Saturday, May 7, 2016

Mother Daughter Banquet 2016 (and beyond?)

The last mother daughter banquet I attended was when I was so young that I almost don't remember it--so it must have been 1971 or so.  I remember having a special dress and going to a special restaurant.  I don't remember much else.

Through the years, I haven't given this tradition much thought.  I haven't gone to one:  I am not a mother, and my own mother has always been far away.  This year, younger women were in charge of the dinner, and since they were my friends, they invited me to come.  Our church tradition is to have the men staff the kitchen, so this invitation came about because they needed my spouse to help.  I bought a ticket.
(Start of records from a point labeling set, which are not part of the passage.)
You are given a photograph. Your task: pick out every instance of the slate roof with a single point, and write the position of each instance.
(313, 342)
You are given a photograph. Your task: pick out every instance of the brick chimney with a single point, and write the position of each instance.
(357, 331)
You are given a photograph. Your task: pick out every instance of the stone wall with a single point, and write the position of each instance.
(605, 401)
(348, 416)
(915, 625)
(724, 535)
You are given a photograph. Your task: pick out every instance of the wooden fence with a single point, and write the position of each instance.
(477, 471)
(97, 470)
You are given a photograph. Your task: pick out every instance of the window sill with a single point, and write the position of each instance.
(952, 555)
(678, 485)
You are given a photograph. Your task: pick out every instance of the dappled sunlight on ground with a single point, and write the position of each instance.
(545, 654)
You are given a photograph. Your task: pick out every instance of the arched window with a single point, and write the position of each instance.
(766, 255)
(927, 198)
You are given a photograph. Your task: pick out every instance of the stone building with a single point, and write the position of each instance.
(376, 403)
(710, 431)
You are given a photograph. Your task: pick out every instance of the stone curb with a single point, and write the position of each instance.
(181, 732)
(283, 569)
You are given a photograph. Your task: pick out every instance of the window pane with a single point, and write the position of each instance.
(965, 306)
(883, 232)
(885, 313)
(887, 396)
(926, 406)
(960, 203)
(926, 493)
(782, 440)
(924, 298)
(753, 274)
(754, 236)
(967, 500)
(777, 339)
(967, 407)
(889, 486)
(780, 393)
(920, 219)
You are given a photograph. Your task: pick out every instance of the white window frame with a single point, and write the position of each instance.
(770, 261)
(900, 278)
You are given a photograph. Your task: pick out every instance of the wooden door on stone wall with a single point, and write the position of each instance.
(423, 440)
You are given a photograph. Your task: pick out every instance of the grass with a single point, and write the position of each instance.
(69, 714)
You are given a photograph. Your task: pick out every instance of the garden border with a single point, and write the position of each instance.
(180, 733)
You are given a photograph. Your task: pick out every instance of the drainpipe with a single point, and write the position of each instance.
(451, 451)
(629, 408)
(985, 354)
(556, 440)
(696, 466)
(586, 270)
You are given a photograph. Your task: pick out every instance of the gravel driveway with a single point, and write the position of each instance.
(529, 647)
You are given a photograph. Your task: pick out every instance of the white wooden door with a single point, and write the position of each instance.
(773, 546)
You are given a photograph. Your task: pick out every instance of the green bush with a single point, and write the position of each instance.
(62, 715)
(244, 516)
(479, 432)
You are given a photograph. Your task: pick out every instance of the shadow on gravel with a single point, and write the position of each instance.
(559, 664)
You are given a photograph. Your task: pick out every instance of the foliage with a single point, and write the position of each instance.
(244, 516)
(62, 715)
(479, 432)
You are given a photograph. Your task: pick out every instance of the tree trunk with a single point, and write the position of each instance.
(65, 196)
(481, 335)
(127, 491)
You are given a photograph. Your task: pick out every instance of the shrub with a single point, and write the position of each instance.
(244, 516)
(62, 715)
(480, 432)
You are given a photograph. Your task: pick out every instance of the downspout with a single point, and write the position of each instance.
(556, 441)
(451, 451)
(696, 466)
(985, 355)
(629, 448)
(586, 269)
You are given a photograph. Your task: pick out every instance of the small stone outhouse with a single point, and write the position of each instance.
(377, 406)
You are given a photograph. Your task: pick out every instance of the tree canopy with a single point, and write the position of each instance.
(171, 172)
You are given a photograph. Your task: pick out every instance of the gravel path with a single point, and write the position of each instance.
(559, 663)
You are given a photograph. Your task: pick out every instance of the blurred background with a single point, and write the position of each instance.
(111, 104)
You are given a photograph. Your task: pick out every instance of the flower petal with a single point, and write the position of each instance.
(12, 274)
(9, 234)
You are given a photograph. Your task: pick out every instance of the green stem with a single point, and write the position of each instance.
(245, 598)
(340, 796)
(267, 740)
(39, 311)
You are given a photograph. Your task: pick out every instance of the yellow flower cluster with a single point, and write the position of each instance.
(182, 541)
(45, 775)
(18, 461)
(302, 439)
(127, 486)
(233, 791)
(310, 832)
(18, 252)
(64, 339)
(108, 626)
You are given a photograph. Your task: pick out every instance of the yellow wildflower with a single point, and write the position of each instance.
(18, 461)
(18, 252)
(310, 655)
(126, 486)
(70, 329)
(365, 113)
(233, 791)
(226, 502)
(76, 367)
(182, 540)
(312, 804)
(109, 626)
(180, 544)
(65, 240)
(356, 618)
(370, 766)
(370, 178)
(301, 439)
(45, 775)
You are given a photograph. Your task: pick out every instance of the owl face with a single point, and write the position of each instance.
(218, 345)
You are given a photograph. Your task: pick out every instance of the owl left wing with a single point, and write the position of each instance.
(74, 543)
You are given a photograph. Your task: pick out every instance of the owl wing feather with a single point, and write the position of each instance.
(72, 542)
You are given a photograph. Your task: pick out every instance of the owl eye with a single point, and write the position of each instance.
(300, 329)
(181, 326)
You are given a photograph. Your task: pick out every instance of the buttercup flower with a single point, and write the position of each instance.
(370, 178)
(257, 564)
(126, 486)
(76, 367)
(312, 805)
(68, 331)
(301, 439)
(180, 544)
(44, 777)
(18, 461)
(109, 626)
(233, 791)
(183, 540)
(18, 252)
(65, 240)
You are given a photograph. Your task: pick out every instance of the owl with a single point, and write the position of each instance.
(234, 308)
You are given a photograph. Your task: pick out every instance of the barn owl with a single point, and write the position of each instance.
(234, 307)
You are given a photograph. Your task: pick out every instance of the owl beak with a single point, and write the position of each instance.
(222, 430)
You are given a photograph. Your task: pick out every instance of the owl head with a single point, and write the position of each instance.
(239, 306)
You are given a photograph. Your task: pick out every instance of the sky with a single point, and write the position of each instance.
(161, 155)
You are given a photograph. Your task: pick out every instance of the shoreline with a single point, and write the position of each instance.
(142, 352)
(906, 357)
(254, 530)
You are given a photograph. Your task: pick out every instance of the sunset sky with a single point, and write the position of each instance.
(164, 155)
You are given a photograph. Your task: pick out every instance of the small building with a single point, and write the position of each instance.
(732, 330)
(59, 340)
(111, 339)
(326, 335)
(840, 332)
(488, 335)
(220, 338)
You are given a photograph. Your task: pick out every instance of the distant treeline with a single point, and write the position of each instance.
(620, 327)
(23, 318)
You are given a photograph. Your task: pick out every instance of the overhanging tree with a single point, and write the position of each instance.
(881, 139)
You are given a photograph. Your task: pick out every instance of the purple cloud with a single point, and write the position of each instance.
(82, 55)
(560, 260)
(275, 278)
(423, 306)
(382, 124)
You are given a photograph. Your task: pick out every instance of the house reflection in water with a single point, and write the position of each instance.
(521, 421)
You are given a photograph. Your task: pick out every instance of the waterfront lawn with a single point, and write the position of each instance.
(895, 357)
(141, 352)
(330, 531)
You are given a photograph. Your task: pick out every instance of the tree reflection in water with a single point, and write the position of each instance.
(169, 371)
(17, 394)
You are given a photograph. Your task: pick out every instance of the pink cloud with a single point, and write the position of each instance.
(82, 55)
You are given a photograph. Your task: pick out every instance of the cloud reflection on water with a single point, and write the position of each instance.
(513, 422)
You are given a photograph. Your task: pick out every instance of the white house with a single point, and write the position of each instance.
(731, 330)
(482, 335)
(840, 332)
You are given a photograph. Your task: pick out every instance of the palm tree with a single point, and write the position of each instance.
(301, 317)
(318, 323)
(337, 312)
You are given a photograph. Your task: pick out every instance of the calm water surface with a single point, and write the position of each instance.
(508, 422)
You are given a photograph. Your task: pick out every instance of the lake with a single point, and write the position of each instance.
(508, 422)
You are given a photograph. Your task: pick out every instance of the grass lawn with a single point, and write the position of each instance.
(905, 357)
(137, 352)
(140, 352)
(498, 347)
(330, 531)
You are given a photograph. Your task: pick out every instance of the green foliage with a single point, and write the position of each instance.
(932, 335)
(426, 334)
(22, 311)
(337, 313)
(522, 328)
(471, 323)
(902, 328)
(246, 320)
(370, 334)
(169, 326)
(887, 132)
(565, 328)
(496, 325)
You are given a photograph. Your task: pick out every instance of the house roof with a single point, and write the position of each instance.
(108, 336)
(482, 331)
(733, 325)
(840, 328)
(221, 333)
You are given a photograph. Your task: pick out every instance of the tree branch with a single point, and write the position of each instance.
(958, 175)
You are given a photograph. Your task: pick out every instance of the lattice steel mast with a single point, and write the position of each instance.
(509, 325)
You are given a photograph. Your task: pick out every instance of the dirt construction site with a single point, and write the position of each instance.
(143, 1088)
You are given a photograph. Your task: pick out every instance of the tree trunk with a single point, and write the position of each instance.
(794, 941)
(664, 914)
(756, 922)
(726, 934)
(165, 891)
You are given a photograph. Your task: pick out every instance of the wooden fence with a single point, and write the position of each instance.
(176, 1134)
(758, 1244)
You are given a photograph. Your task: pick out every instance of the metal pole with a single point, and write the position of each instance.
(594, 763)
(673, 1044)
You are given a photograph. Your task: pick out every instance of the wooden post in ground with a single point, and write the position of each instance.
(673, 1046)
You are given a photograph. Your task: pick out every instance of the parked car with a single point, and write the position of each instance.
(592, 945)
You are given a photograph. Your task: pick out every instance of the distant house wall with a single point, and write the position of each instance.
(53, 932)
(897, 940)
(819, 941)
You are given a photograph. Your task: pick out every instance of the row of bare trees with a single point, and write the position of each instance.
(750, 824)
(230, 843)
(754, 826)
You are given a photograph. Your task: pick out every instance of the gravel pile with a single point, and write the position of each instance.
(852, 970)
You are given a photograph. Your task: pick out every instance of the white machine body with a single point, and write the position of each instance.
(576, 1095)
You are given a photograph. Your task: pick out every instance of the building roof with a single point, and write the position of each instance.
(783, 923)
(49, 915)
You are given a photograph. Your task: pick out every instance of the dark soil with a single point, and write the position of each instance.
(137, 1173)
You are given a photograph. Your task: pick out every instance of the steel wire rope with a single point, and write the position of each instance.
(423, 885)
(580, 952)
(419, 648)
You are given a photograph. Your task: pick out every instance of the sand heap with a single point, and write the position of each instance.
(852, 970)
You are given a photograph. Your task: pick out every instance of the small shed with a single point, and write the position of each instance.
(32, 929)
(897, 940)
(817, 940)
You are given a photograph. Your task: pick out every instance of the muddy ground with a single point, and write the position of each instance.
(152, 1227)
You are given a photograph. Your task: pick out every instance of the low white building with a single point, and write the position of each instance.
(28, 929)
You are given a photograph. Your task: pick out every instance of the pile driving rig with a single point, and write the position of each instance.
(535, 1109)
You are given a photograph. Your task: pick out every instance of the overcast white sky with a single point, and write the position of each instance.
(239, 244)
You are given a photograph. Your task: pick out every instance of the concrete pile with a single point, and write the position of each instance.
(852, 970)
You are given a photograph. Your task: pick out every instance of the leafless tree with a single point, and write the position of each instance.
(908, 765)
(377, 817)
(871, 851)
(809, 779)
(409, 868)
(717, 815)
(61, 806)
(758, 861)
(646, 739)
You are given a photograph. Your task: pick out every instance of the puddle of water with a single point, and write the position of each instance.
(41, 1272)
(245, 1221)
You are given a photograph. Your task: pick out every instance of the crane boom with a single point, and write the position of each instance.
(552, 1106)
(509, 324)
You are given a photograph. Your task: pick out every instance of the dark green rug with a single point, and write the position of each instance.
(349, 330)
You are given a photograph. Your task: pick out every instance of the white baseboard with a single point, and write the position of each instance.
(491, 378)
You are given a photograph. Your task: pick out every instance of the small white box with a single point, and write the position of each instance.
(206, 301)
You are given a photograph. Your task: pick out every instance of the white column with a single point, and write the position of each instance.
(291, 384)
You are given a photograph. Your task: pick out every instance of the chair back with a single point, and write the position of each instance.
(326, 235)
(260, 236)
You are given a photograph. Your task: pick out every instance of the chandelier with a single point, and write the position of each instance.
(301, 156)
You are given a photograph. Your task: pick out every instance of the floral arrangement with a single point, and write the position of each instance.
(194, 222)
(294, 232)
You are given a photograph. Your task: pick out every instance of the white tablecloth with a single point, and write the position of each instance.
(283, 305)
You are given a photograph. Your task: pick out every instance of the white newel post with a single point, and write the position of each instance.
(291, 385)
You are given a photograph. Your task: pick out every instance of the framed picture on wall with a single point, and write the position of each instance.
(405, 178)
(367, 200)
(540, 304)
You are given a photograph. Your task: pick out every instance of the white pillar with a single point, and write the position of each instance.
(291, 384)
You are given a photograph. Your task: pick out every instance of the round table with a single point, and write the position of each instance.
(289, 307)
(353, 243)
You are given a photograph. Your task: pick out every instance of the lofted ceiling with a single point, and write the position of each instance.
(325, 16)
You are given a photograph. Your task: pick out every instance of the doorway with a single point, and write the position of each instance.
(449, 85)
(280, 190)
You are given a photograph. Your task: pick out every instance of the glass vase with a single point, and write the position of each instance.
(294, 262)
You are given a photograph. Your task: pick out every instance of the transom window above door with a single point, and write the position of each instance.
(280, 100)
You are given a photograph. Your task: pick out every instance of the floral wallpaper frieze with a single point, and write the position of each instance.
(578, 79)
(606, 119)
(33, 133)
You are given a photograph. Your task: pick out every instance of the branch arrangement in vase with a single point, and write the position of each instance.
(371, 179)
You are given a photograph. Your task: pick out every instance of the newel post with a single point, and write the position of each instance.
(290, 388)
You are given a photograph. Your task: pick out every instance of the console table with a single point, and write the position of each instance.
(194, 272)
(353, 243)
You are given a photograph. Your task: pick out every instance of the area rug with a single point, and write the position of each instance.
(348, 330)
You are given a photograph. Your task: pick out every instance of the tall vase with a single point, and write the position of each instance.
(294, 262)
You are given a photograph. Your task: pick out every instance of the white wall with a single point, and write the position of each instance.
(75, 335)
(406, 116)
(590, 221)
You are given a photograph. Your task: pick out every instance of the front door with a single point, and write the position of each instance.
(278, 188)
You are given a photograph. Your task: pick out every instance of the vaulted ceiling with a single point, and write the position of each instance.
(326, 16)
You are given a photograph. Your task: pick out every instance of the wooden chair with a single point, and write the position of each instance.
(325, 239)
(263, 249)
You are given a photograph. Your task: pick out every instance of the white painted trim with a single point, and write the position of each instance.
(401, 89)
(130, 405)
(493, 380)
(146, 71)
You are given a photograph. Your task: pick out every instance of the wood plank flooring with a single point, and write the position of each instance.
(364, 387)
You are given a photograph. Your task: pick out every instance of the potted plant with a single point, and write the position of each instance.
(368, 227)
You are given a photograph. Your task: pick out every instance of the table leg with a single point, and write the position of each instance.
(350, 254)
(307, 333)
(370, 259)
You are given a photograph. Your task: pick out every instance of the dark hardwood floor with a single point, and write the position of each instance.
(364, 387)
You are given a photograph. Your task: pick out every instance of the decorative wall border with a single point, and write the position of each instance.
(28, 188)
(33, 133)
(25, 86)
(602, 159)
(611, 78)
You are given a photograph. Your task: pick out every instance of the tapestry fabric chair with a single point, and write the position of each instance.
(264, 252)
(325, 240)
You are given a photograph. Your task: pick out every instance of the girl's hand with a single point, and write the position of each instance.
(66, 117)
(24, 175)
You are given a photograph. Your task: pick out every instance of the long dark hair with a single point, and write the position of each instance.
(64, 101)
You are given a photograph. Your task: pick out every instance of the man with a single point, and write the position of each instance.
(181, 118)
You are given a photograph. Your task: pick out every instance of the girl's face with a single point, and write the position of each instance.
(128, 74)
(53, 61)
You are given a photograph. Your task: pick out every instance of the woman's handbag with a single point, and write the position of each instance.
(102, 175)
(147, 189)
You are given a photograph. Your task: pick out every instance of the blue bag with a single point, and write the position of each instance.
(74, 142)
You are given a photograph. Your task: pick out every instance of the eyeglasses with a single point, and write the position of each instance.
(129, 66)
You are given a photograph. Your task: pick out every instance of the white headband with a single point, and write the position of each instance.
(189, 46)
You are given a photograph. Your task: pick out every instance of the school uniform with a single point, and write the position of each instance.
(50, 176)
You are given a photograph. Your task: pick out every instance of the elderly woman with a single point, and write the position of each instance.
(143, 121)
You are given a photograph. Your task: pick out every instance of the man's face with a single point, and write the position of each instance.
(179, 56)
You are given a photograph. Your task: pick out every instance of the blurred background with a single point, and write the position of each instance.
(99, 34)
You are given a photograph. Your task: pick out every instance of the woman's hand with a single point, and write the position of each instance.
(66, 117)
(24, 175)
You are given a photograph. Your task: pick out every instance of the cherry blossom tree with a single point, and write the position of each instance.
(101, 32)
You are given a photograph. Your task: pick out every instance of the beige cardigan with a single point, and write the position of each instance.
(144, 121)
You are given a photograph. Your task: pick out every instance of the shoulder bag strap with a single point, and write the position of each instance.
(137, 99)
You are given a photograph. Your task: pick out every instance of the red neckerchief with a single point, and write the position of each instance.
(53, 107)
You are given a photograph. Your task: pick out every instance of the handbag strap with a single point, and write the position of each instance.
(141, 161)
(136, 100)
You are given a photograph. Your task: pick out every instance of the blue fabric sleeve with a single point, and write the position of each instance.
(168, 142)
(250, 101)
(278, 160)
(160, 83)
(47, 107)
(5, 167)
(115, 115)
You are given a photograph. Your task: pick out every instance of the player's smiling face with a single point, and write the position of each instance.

It was a lovely evening, and I had arrived at Friday worn out, so I needed a lovely evening.  And it was.  There were families with three generations who arrived.  There were a few people like me, who had no female relatives with them, but who had female friends.  There were people I didn't recognize, as some of our members invited their family and friends.  We even had one male who sat with the females--he had first come to worship last week, and as some of us cleaned up after the event, we wondered what he thought of it all.

We also had one woman who chose kitchen duty with the men.

I confess to feeling some uneasiness at the gendered nature of the event.  It feels very mid-20th century to me, back in that mythical golden age when every family had a mom, who would go to mother-daughter banquets and a father, who would go to father-daughter dances.  Where are the sons in the scenarios?

In our modern age, I think about the single moms who have sons?  I suspect as the baton has passed from the elders who used to run this event to a younger generation in their 40's and 50's, the nature of the event will change.

Hopefully we will ask important questions, like who gets to be seated with dinner served and who does the serving?  Is this a major change?  Is it even important?

And I predict some will scoff at these questions.  Some people might say I'm making too much out of this, that it's just a way to celebrate Mother's Day.  But I would say that we should always be asking ourselves these essential questions, especially about traditions that might seem inviolable. 

I would remind us that these are variations of the questions that Jesus asked:  who serves and who gets to be served and is it always the same?